Het goede nieuws aanbieden — Door persoonlijke belangstelling voor anderen te tonen (Deel I)
1 Wanneer wij aan de deur een gesprek beginnen, dienen wij altijd rekening te houden met de gevoelens van anderen. De mensen voelen onmiskenbaar aan of wij belangstelling voor hen hebben als persoon of dat wij andere oogmerken hebben, zoals alleen maar het houden van een toespraakje of het verspreiden van lectuur. Willen wij bereiken dat de huisbewoner aandacht aan onze boodschap schenkt, dan is het duidelijk dat wij oprechte, persoonlijke belangstelling voor hen aan de dag moeten leggen.
2 Hoe doen wij dit? Het komt erop neer dat wij erachter proberen te komen waar zij belangstelling voor hebben en daar dan op voortbouwen. Eén manier waarop wij dit kunnen doen, is door goed op te letten. Waar kijken wij naar als wij naar het huis toelopen? Merken wij speelgoed of kinderfietsjes op? Ziet de tuin er goed verzorgd uit, zonder rommel? Is het huis pas geschilderd? Zitten er veel sloten op de deur? Zie je iets waaruit zou blijken welke geloofsovertuiging zij zijn toegedaan? Zitten er stickers of plaatjes op de deur of op de auto, waar je iets uit kunt opmaken?

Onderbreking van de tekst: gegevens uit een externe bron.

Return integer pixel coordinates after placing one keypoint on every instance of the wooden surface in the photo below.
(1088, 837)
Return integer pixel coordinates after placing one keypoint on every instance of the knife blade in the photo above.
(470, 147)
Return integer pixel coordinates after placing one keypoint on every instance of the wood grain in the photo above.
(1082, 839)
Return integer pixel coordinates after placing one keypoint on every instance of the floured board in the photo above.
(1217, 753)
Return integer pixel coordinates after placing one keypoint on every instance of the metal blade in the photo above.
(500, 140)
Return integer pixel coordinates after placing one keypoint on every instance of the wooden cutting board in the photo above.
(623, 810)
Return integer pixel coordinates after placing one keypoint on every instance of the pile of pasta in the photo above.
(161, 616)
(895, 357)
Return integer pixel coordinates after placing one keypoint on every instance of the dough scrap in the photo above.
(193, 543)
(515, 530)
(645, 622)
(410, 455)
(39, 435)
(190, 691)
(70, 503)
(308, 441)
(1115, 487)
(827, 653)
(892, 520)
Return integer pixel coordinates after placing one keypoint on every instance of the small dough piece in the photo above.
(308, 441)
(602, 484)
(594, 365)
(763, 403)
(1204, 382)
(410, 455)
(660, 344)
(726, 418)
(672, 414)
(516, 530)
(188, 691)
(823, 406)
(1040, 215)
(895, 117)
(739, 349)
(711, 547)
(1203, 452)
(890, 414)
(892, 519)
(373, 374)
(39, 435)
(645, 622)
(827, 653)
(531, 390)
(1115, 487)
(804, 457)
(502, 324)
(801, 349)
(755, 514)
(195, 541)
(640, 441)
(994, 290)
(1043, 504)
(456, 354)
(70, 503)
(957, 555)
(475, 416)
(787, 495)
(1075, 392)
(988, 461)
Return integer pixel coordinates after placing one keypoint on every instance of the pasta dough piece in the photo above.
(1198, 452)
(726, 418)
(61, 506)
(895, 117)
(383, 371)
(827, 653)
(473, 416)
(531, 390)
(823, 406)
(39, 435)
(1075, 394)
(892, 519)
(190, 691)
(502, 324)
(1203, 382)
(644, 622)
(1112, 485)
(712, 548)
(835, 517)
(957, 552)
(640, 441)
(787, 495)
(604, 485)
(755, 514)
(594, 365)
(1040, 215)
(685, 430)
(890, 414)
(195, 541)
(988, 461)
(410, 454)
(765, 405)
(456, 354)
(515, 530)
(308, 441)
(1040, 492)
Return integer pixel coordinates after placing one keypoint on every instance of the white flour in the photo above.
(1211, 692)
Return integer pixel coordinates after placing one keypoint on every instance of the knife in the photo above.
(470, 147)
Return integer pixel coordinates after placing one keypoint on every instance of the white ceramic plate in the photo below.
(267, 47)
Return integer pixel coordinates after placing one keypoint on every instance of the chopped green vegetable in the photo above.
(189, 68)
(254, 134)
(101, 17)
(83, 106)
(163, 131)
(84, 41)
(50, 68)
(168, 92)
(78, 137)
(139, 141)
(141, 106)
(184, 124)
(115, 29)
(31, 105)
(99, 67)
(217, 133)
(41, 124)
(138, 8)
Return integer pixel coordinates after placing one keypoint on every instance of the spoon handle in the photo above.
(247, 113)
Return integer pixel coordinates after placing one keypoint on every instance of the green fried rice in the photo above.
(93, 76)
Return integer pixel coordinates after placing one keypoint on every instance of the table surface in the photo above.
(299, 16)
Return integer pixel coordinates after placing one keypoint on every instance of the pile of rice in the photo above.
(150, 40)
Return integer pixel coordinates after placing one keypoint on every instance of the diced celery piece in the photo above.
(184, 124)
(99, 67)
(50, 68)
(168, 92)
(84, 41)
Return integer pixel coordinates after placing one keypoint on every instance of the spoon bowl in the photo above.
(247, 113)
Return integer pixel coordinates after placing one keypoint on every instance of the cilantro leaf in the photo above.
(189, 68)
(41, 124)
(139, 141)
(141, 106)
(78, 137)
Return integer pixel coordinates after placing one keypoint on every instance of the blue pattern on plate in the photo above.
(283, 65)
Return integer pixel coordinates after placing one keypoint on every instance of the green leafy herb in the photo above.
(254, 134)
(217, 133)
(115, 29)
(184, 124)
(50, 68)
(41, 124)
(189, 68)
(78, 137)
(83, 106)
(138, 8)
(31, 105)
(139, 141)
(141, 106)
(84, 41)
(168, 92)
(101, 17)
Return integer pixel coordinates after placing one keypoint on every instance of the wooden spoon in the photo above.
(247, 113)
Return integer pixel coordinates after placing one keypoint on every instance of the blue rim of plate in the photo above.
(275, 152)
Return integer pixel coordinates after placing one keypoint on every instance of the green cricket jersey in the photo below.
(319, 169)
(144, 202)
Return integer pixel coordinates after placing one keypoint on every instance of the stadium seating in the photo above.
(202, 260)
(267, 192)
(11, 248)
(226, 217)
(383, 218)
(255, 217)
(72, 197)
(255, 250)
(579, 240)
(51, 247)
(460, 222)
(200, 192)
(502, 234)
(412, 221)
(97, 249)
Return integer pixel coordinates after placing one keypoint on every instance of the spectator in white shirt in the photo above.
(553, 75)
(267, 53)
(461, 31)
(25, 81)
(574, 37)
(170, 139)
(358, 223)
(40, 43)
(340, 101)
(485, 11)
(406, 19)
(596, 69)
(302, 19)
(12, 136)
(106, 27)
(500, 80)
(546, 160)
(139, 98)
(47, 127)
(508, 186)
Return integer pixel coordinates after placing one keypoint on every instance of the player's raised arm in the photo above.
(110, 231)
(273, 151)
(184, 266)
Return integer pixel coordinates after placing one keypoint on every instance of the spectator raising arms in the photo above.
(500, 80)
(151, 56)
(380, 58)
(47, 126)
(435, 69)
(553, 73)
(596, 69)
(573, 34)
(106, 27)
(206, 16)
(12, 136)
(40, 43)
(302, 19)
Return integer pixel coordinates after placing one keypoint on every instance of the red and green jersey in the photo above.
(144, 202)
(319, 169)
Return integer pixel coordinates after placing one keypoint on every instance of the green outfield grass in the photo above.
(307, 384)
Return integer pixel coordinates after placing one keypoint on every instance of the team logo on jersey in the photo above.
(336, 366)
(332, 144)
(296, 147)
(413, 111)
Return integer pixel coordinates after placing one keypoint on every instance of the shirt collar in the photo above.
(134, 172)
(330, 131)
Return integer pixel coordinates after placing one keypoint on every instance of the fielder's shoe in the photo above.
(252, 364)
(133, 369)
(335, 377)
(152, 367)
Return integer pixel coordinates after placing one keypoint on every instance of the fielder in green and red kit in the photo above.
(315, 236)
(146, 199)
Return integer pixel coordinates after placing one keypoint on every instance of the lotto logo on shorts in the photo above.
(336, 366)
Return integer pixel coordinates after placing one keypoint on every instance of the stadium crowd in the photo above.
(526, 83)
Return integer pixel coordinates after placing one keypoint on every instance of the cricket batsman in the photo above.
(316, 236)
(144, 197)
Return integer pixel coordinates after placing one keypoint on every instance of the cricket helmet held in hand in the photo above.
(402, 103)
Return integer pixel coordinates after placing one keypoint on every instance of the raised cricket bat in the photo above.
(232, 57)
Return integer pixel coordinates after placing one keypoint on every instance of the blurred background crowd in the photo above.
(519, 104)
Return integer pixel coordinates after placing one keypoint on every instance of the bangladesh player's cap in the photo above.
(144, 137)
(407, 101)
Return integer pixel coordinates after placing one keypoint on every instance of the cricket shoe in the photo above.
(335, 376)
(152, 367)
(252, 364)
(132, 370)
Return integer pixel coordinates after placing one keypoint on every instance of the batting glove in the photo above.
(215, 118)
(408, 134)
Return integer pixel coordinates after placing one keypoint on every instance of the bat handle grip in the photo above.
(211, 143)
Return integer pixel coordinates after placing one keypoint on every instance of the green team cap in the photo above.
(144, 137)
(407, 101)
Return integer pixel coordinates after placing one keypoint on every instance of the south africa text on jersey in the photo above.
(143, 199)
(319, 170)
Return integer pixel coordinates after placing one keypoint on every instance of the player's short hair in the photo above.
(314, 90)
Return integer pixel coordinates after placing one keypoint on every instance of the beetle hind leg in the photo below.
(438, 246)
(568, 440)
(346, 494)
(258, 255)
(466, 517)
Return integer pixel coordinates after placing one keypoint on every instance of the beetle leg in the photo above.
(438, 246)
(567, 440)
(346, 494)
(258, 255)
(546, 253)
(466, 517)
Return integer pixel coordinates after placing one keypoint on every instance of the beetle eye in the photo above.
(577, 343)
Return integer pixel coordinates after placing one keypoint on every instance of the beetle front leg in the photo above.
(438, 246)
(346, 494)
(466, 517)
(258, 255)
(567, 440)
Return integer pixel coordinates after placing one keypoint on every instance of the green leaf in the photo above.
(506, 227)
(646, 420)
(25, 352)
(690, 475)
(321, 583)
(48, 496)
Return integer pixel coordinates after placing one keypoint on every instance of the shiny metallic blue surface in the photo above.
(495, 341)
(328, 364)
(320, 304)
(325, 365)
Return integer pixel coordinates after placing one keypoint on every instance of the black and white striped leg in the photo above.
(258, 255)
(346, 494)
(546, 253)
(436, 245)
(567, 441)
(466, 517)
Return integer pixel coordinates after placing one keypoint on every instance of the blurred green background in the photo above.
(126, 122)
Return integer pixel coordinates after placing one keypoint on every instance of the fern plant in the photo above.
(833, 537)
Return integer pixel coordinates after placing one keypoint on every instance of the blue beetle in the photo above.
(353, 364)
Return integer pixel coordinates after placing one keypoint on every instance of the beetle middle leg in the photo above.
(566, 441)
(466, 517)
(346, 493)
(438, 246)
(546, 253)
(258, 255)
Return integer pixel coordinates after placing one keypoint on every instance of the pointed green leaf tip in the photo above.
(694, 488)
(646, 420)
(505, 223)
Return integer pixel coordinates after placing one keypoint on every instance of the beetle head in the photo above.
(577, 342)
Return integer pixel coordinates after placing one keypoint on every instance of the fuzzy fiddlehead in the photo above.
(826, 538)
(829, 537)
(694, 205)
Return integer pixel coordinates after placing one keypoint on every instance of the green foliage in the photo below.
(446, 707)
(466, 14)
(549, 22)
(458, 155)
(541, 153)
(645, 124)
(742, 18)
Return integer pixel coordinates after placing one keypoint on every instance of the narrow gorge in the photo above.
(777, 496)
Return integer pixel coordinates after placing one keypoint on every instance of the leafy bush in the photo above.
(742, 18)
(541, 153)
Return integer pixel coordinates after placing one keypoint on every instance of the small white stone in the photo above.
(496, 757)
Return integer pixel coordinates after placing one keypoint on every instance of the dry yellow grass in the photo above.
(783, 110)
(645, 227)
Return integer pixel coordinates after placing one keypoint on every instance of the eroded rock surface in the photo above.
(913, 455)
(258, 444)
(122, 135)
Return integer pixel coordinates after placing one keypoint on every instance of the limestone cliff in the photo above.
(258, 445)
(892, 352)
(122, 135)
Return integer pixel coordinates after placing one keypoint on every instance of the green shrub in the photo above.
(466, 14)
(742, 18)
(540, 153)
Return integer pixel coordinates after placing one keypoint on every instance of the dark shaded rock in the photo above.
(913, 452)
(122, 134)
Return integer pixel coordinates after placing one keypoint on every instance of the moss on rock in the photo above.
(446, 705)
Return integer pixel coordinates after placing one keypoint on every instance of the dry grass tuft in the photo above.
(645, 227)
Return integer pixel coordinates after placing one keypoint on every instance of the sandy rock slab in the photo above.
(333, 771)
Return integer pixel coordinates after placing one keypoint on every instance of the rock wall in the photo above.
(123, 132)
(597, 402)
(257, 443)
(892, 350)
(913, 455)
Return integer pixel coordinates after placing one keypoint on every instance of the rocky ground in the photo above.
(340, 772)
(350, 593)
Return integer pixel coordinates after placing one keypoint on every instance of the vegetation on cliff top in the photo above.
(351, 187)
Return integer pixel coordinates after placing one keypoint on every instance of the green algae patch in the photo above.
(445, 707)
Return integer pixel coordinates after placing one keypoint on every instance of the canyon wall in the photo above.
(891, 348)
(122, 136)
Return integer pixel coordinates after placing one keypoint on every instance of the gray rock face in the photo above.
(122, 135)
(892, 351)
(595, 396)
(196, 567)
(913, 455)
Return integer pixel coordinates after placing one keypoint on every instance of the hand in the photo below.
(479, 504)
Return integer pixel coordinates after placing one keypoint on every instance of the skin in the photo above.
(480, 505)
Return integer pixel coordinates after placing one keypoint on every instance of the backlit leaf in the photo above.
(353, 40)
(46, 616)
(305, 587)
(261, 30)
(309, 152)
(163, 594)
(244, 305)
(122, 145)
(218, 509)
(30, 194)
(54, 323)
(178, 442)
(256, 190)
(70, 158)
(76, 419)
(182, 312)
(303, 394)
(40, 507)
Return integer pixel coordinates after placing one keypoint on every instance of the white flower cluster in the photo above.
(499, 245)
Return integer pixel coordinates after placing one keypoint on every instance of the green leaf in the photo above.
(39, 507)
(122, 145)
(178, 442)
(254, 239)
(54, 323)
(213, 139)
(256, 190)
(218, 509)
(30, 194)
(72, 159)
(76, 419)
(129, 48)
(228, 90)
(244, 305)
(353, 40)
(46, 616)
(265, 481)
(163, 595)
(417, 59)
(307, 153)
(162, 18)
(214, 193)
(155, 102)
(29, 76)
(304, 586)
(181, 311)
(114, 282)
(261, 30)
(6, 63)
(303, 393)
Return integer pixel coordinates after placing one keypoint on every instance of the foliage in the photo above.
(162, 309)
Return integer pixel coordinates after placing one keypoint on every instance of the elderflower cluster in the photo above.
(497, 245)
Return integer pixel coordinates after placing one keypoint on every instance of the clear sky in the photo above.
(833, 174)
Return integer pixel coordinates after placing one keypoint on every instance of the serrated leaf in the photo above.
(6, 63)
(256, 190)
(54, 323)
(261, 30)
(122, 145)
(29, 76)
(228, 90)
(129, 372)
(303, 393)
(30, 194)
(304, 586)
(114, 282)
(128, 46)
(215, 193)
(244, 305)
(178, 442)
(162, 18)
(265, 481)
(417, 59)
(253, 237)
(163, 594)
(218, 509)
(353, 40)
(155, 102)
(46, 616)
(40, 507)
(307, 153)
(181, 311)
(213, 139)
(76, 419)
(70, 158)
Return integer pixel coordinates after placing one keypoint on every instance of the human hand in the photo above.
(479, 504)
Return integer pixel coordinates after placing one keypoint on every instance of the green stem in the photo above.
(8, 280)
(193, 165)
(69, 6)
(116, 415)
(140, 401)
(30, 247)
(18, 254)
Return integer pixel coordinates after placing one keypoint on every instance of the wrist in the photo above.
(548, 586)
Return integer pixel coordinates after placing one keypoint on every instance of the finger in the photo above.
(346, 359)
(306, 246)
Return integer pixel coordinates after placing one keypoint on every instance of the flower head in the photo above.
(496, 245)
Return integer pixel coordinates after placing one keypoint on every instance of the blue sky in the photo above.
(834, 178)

3 Misschien trekken wij niet altijd de juiste conclusie uit deze uiterlijke aanwijzingen. Wat wij waarnemen, kan echter een hulp vormen om te weten in welke richting ons gesprek moet gaan ten einde ergens over te praten waar ook de huisbewoner belangstelling voor heeft. Denk er ook aan dat een prijzend woord de mensen goed doet. Een vriendelijk woord over hun beleefde kinderen, of een opmerking over de voortreffelijke manier waarop ze voor hun huis of tuin zorgen, kan aanslaan bij de huisbewoner en zou er wel eens meer toe kunnen bijdragen dat wij een horend oor vinden dan de een of andere korte of lange „preek”.
4 Houd in gedachte dat mannen, vrouwen en jongelui verschillende interesses hebben. Oudere mensen worden bijvoorbeeld vaak helemaal in beslag genomen door de onkosten van het levensonderhoud. Mensen die werken, hebben altijd al belang gesteld in hun carrière en in wat zij persoonlijk bereikt hebben. Moeders hebben over het algemeen belangstelling voor hun huis, kinderen en baby’s, alsook voor zaken die veel leed veroorzaken — dood, ziekte, ongelukken, plaatselijke tragedies, misdaad. Jongeren willen weten wat de zin van het leven is, wat er van hen zal worden en wat de toekomst zal brengen.
5 Een reizende opziener merkte op: „Degenen die hun werk (in het veld) doeltreffend verrichten, zijn niet altijd degenen die daar eenvoudig een of andere techniek voor hebben. Het zijn de verkondigers die liefde voor mensen tonen en die stralen van vriendelijkheid en hulpvaardigheid. Zij zijn een aanmoediging voor de mensen. Hun bezoeken zijn niet uitsluitend gericht op het verspreiden van lectuur maar zij willen de mensen leren kennen en zijn geïnteresseerd in hun problemen, hun dagelijks leven en hun gezinnen.”
6 Kun je grotere naastenliefde betonen door oprechte persoonlijke belangstelling aan de dag te leggen voor degenen die je in het veld ontmoet? — Mark. 12:30, 31.